Hi Sulaiman,
As listed on the page where we define all tasks for AI (https://pi-cai.grand-challenge.org/AI/) and the README for the picai_eval repo, we expect csPCa detection maps as one of the outputs of your submitted model, and not the output of a segmentation model after softmax activation. We define detection maps as 3D maps (with the same spatial dimensions and resolution as the input T2W image) containing non-overlapping, non-connected csPCa lesion detections. All voxels constituting each predicted lesion detection must comprise a single floating point value between 0-1, representing that lesion’s overall likelihood of harboring csPCa. In other words, while a softmax volume can have as many unique values as the number of voxels in that volume, the number of unique values in your detection map must be ≤ the number of csPCa lesions predicted in that detection map + 1 (for the value 0, representing the background). You can pass training scans through our trained baseline AI models to acquire examples of such detection maps. Alternatively, you can also refer to the "lesion candidates" block from Figure 1 of this recent publication from your team, which seems similar to our intended detection maps.
We leave it entirely upto the participants on how they would like to generate these csPCa detection maps. At our institution, and similarly for all baseline AI models shared in this challenge, we use a function titled "extract_lesion_candidates" to convert softmax predictions to detection maps, that we've made publicly available. As documented in the picai_eval repo, you can click here to learn more about how this function can be applied during evaluation. Now, "extract_lesion_candidates" comes with a range of different threshold modes (e.g. "static", "dynamic") that can be used. Their differences are documented in the function's source code itself and under the function header. From our internal tests, we find that the "dynamic" mode is typically most accurate. Click here to see a depiction of its working principle. Needless to say, participants can use this same function for their AI models, adapt it, or design something entirely different as they best see fit.

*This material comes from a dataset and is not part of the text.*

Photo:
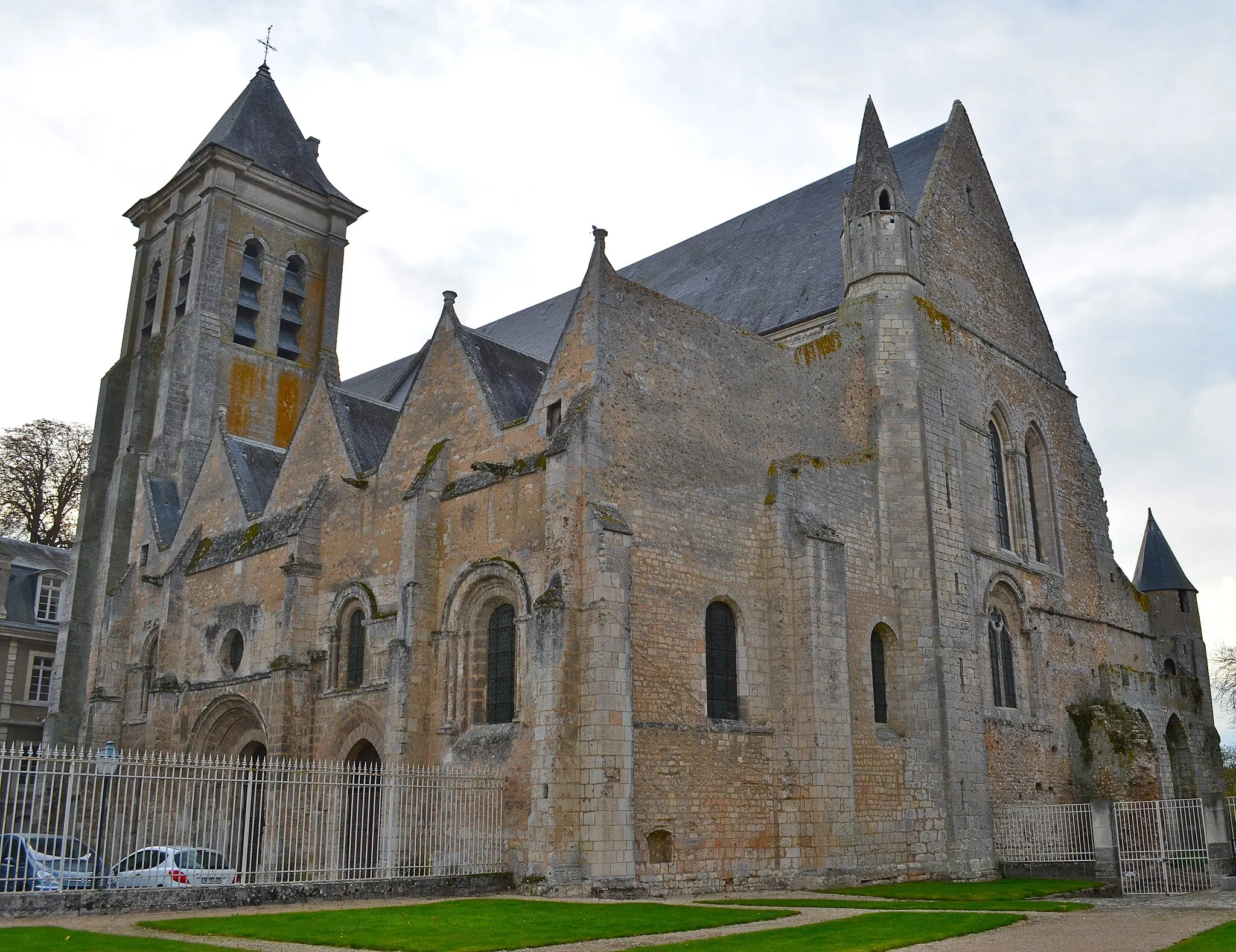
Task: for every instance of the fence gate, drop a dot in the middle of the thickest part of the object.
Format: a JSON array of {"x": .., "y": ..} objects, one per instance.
[{"x": 1162, "y": 847}]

For transparency, we require detection maps as your output (rather than softmax volumes) so that we can definitively evaluate object/lesion-level detection performance using PR and FROC curves. With softmax volumes, there's a lot of ambiguity on how this can be handled —e.g. what is the overall single likelihood of csPCa per predicted lesion, what constitutes as the spatial boundaries of each predicted lesion, and in turn, what constitutes as object-level hits (TP) or misses (FN) as per our given hit criterion.
Hope this helps.